Para Thyago Iasino, diretor de estratégias digitais, canais e conteúdo da HouseCricket, a indústria precisa recalibrar sua visão operacional. “O influenciador deixou de ser mídia. Quem ainda trata creator como espaço publicitário está comprando alcance e abrindo mão do principal ativo dessa relação, que é a confiança construída com a audiência”, pontua o executivo.
Essa transformação é empurrada por uma mudança drástica no comportamento do consumidor. Atualmente, 65% dos internautas brasileiros já efetuaram compras motivados por recomendações nas redes sociais (Opinion Box), ao passo que, na esfera global, o índice de pessoas impactadas por criadores em suas decisões financeiras chega a 86%. O cenário prova que a métrica de sucesso migrou do alcance em massa para a profundidade da conexão.
Um dos grandes consensos do mercado corporativo em 2026 é a transição dos influenciadores de meros canais de distribuição para verdadeiras unidades de negócio independentes. O ecossistema caminha para um modelo onde os creators assumem papéis consultivos, atuando no planejamento de campanhas, na validação de portfólios em laboratórios de inovação e, frequentemente, como sócios e cocriadores de linhas de produtos em regime de joint venture.
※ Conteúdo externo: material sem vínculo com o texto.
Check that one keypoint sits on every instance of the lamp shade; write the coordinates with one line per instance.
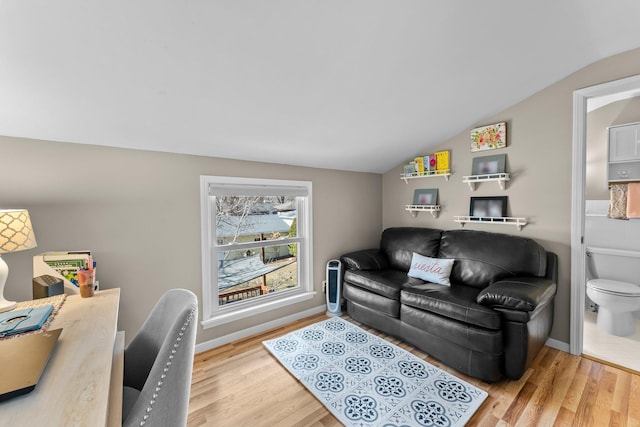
(16, 231)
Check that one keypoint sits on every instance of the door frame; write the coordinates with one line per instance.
(578, 268)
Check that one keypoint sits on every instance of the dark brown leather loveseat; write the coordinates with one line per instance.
(490, 322)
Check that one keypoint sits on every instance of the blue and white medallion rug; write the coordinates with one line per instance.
(367, 381)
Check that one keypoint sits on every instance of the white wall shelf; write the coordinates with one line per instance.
(472, 180)
(507, 220)
(445, 173)
(414, 209)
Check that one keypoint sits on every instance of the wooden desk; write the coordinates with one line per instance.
(74, 387)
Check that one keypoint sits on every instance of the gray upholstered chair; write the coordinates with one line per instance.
(158, 363)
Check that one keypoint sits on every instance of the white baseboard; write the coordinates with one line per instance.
(217, 342)
(558, 345)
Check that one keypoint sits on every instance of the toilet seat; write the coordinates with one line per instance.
(614, 287)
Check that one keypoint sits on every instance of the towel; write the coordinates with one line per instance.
(633, 200)
(618, 201)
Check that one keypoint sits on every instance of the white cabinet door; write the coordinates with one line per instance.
(624, 143)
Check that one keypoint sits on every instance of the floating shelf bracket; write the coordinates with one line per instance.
(519, 222)
(472, 180)
(445, 173)
(414, 209)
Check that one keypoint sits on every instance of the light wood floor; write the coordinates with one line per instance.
(241, 384)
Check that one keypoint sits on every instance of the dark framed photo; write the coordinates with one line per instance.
(425, 196)
(488, 165)
(488, 207)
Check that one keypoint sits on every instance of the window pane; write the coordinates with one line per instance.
(247, 218)
(243, 275)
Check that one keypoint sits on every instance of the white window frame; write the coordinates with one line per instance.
(212, 313)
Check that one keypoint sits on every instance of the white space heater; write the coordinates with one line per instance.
(334, 279)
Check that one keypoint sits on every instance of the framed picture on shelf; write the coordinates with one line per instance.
(425, 196)
(488, 165)
(489, 137)
(488, 207)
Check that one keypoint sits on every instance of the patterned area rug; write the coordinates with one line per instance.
(367, 381)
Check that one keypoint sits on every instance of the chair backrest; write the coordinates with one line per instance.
(159, 361)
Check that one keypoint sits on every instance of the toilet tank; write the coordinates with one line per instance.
(615, 248)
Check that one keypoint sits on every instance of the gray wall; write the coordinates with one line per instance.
(139, 212)
(539, 158)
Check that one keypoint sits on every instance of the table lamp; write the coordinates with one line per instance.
(16, 234)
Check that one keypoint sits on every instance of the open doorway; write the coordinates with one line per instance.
(606, 92)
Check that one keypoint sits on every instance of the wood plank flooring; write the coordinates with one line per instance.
(241, 384)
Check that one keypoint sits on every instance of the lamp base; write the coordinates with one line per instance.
(6, 305)
(4, 272)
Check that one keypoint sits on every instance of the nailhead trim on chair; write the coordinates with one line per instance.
(166, 367)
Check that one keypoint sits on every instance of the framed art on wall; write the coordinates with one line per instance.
(425, 196)
(488, 207)
(488, 165)
(489, 137)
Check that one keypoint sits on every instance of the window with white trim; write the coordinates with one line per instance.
(256, 246)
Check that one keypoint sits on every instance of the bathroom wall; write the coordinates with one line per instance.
(601, 231)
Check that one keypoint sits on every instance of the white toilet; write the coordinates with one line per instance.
(616, 303)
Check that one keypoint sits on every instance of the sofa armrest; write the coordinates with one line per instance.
(367, 259)
(518, 293)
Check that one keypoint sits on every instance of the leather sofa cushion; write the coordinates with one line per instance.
(483, 258)
(399, 244)
(366, 259)
(454, 302)
(466, 335)
(374, 302)
(382, 282)
(518, 293)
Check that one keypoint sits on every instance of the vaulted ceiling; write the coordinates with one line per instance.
(357, 85)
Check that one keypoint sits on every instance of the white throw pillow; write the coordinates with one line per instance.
(434, 270)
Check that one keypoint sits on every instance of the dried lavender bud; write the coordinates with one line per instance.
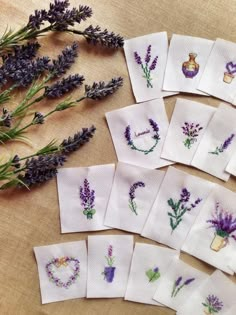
(74, 143)
(64, 86)
(101, 89)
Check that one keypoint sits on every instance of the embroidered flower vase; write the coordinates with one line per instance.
(190, 68)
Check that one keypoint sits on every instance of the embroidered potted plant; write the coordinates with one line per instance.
(109, 271)
(212, 305)
(224, 224)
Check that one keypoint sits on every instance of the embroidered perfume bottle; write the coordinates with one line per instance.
(190, 68)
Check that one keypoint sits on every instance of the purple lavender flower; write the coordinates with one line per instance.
(87, 198)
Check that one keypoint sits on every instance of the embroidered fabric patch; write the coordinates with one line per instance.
(178, 202)
(187, 58)
(82, 198)
(138, 133)
(109, 258)
(62, 271)
(218, 143)
(149, 265)
(187, 127)
(133, 192)
(218, 78)
(146, 60)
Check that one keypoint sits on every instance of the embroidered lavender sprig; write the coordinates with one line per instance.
(178, 286)
(223, 146)
(132, 203)
(87, 198)
(191, 130)
(213, 304)
(180, 207)
(146, 66)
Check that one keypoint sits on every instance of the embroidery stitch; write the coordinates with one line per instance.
(153, 274)
(147, 68)
(178, 286)
(180, 207)
(191, 130)
(65, 262)
(223, 146)
(87, 198)
(229, 74)
(212, 304)
(225, 225)
(109, 271)
(155, 137)
(132, 203)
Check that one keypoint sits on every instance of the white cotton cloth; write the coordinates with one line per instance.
(59, 263)
(218, 78)
(158, 226)
(75, 215)
(136, 121)
(149, 265)
(159, 47)
(218, 288)
(220, 137)
(104, 280)
(178, 284)
(215, 245)
(188, 124)
(133, 193)
(183, 76)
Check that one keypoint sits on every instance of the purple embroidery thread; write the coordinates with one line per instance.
(132, 202)
(180, 207)
(223, 146)
(191, 130)
(147, 68)
(87, 198)
(63, 261)
(155, 137)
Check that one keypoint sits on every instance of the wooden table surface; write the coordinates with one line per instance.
(29, 219)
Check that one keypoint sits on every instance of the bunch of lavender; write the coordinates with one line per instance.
(223, 146)
(132, 203)
(191, 130)
(147, 67)
(180, 207)
(213, 304)
(178, 285)
(60, 18)
(87, 197)
(223, 222)
(42, 165)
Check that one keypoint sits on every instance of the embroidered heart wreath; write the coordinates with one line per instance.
(63, 262)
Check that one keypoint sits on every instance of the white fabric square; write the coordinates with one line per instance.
(179, 200)
(138, 133)
(178, 284)
(218, 143)
(218, 78)
(146, 58)
(212, 238)
(109, 259)
(188, 124)
(149, 264)
(62, 271)
(186, 61)
(133, 193)
(214, 296)
(82, 198)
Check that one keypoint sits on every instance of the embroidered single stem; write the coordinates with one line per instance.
(132, 203)
(191, 130)
(180, 207)
(155, 137)
(223, 146)
(146, 67)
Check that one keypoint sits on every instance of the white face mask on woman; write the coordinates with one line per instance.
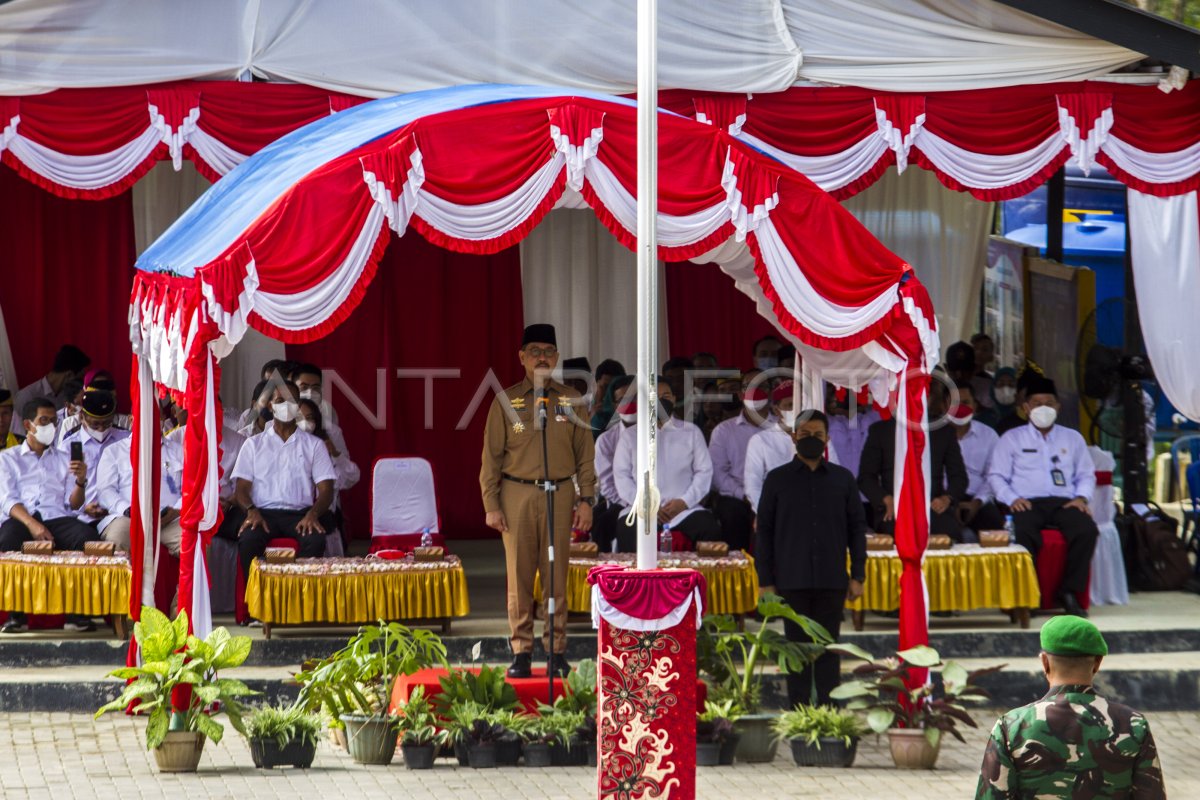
(1043, 416)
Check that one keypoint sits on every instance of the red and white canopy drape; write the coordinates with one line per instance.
(288, 242)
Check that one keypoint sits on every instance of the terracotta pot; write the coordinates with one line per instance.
(911, 750)
(759, 743)
(370, 739)
(180, 751)
(832, 752)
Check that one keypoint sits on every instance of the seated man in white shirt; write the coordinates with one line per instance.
(604, 519)
(685, 476)
(40, 487)
(978, 510)
(1045, 475)
(69, 362)
(727, 449)
(95, 434)
(285, 485)
(114, 494)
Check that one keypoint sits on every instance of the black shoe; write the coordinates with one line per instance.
(1069, 605)
(521, 667)
(559, 666)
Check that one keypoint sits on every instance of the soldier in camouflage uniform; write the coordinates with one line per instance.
(1072, 743)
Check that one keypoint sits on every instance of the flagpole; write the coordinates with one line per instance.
(647, 282)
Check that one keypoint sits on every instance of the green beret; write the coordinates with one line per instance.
(1072, 636)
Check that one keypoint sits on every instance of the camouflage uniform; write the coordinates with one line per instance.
(1072, 744)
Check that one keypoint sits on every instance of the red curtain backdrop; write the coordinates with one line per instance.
(707, 313)
(427, 308)
(67, 269)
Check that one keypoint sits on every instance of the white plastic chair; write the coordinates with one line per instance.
(403, 503)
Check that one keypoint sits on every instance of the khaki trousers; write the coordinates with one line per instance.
(526, 555)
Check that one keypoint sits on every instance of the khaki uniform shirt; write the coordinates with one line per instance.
(1072, 744)
(513, 441)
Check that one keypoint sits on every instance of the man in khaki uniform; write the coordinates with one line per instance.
(514, 498)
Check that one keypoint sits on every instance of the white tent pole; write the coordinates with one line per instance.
(647, 282)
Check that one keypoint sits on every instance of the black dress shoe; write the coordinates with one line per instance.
(1069, 605)
(521, 666)
(559, 666)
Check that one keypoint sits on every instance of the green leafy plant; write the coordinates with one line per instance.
(881, 689)
(285, 725)
(816, 722)
(171, 659)
(733, 660)
(487, 687)
(418, 723)
(358, 679)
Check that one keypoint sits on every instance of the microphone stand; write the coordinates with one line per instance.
(549, 487)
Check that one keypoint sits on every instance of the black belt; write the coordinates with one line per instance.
(527, 482)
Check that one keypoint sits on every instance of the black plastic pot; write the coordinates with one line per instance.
(419, 757)
(833, 752)
(729, 750)
(268, 753)
(481, 756)
(708, 753)
(508, 751)
(537, 753)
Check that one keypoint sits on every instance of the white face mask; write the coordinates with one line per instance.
(285, 411)
(1043, 416)
(45, 434)
(97, 435)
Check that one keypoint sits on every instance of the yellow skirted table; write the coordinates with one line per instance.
(353, 590)
(732, 581)
(66, 583)
(965, 577)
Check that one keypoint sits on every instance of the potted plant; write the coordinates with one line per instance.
(913, 717)
(173, 660)
(419, 734)
(821, 735)
(515, 725)
(283, 737)
(717, 739)
(355, 684)
(733, 661)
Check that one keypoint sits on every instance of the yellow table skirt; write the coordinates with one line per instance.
(732, 583)
(964, 578)
(293, 596)
(65, 583)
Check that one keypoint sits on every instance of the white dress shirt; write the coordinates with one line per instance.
(1024, 459)
(727, 450)
(173, 458)
(977, 445)
(114, 482)
(767, 450)
(91, 452)
(685, 471)
(285, 474)
(42, 485)
(606, 450)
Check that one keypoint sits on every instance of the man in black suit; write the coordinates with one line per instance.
(947, 475)
(809, 518)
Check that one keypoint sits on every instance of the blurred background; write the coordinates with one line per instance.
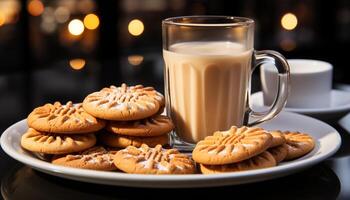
(64, 49)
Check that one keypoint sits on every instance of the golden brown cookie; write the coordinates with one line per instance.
(152, 126)
(124, 103)
(69, 119)
(122, 141)
(260, 161)
(96, 158)
(234, 145)
(49, 143)
(299, 144)
(279, 152)
(277, 138)
(147, 160)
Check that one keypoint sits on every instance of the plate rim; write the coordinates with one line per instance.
(328, 110)
(118, 177)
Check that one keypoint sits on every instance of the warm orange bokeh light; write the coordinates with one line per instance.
(76, 27)
(77, 63)
(135, 27)
(91, 21)
(35, 7)
(135, 60)
(289, 21)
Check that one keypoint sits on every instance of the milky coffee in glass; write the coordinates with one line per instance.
(208, 65)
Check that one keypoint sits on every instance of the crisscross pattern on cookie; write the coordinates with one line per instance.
(124, 102)
(262, 160)
(279, 152)
(298, 144)
(231, 146)
(68, 118)
(56, 144)
(277, 138)
(152, 126)
(97, 155)
(155, 160)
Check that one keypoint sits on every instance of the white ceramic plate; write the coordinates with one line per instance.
(340, 105)
(327, 143)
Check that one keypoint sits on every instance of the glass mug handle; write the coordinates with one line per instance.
(268, 56)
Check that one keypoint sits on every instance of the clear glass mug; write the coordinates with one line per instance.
(208, 66)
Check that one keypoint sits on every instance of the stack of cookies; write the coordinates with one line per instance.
(133, 114)
(245, 148)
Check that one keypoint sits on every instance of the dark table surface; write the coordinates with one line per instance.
(23, 90)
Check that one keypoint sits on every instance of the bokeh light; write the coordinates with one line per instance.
(289, 21)
(135, 60)
(135, 27)
(76, 27)
(35, 7)
(91, 21)
(288, 44)
(61, 14)
(77, 63)
(2, 19)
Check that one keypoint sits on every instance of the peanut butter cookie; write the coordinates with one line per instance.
(279, 152)
(299, 144)
(234, 145)
(124, 103)
(146, 160)
(277, 138)
(66, 119)
(96, 158)
(49, 143)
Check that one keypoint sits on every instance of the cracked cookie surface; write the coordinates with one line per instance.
(233, 145)
(147, 160)
(66, 119)
(124, 103)
(96, 158)
(48, 143)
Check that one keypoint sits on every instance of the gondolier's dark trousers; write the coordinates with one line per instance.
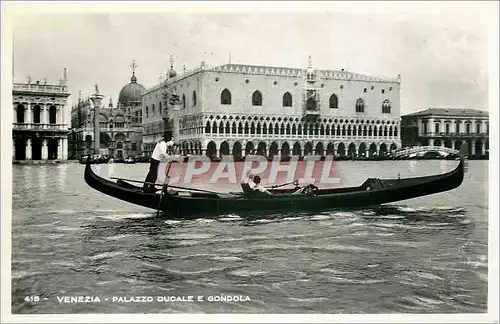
(152, 176)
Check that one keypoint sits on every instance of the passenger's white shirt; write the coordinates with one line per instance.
(260, 188)
(249, 182)
(160, 151)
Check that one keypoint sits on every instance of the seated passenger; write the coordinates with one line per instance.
(247, 183)
(259, 187)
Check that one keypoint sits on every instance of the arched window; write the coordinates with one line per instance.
(52, 115)
(360, 105)
(287, 99)
(20, 113)
(225, 97)
(386, 107)
(257, 98)
(334, 101)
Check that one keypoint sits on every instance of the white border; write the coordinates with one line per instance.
(8, 9)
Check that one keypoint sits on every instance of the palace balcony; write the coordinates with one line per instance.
(40, 127)
(457, 135)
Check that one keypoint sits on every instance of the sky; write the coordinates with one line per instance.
(442, 51)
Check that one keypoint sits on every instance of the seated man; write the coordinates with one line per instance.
(247, 183)
(259, 187)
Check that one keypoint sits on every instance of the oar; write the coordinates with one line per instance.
(175, 187)
(163, 189)
(281, 185)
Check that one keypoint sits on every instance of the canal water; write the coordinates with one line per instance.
(426, 255)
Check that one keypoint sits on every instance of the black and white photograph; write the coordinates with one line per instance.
(230, 162)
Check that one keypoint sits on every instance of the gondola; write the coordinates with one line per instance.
(196, 202)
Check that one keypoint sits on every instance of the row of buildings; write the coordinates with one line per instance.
(239, 109)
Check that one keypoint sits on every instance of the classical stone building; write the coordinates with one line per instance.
(238, 109)
(120, 126)
(447, 127)
(40, 131)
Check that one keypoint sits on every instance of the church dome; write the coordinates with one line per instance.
(131, 93)
(172, 73)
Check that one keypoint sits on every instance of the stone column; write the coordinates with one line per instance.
(45, 151)
(46, 113)
(28, 149)
(59, 149)
(28, 114)
(431, 124)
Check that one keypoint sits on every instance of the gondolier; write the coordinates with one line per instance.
(162, 151)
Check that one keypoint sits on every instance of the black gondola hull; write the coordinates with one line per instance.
(380, 192)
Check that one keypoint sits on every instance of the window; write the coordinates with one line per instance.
(225, 97)
(360, 105)
(287, 99)
(386, 107)
(334, 101)
(257, 98)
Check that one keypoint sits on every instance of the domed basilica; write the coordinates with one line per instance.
(120, 125)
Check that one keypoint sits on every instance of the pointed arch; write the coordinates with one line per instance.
(225, 97)
(287, 99)
(334, 101)
(20, 113)
(386, 107)
(360, 105)
(257, 98)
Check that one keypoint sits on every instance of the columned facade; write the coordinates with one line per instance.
(276, 111)
(40, 129)
(448, 128)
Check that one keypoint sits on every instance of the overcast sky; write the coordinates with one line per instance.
(442, 52)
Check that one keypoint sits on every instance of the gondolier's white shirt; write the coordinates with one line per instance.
(160, 151)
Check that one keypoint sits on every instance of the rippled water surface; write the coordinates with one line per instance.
(426, 255)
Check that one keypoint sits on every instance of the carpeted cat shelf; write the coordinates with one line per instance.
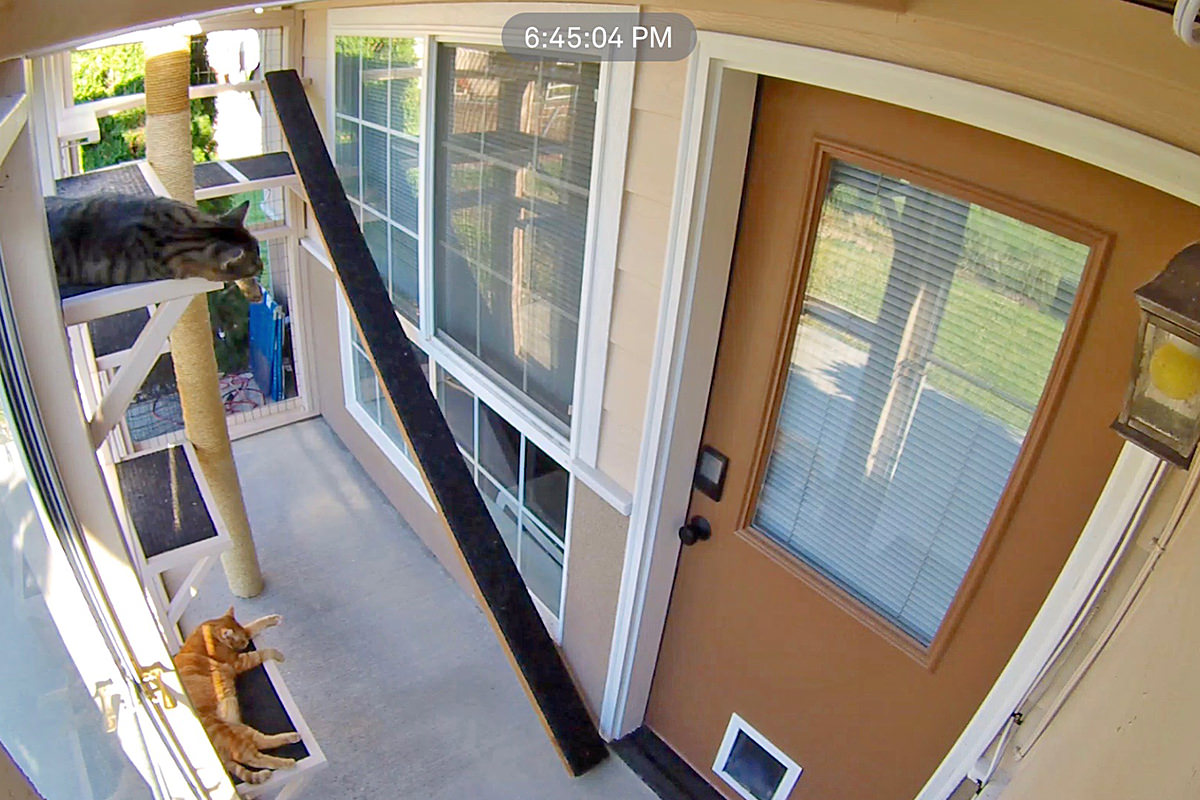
(169, 152)
(507, 601)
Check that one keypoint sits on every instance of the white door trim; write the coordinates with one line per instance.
(714, 143)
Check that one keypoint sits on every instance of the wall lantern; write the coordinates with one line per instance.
(1162, 409)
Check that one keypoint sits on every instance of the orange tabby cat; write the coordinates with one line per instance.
(208, 663)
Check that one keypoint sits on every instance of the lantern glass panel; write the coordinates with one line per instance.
(1165, 401)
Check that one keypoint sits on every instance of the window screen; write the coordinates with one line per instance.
(514, 163)
(377, 103)
(523, 488)
(928, 330)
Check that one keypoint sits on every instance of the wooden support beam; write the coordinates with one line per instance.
(507, 601)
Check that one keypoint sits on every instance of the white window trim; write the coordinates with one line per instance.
(579, 450)
(736, 726)
(718, 106)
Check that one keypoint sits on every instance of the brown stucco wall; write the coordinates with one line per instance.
(13, 783)
(598, 546)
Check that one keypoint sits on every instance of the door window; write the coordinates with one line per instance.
(51, 717)
(928, 331)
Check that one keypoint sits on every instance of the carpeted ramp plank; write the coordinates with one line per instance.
(505, 599)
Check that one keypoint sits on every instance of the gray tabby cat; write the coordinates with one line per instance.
(117, 239)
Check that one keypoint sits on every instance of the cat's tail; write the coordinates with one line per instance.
(237, 743)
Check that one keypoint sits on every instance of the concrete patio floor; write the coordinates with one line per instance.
(395, 668)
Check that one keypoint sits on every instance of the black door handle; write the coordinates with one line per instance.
(696, 530)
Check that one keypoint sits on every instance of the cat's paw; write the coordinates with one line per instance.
(258, 776)
(264, 623)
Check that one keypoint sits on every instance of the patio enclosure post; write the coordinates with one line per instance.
(169, 152)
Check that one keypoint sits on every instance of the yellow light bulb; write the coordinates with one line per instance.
(1174, 372)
Essa sofisticação eleva a régua da cobrança por eficiência. O investimento no setor deixou a gaveta de verbas experimentais de live marketing e passou a exigir um impacto nítido nos principais indicadores de performance (KPIs) das empresas, como custo de aquisição de clientes (CAC), conversão em vendas e ganho de market share.
Apesar do amadurecimento conceitual, a comprovação de dados continua sendo o calcanhar de Aquiles das agências e marcas. De acordo com o relatório Influencer Trends 2026, assinado pela Ogilvy, metade dos profissionais de marketing globais (50%) admite não ter ferramentas ou processos claros para provar o retorno financeiro (ROI) de suas ações com influenciadores. Mais grave ainda: 44% das campanhas rodam sem metas preestabelecidas.
Com o aumento expressivo dos aportes financeiros na Creator Economy, o mercado caminha a passos largos para um cenário de severa cobrança por maturidade profissional. As marcas que saírem na frente serão aquelas que entenderem que o marketing de influência não se resume a um post pago no feed, mas sim a uma construção de reputação a longo prazo, cujo ativo final é a confiança do consumidor.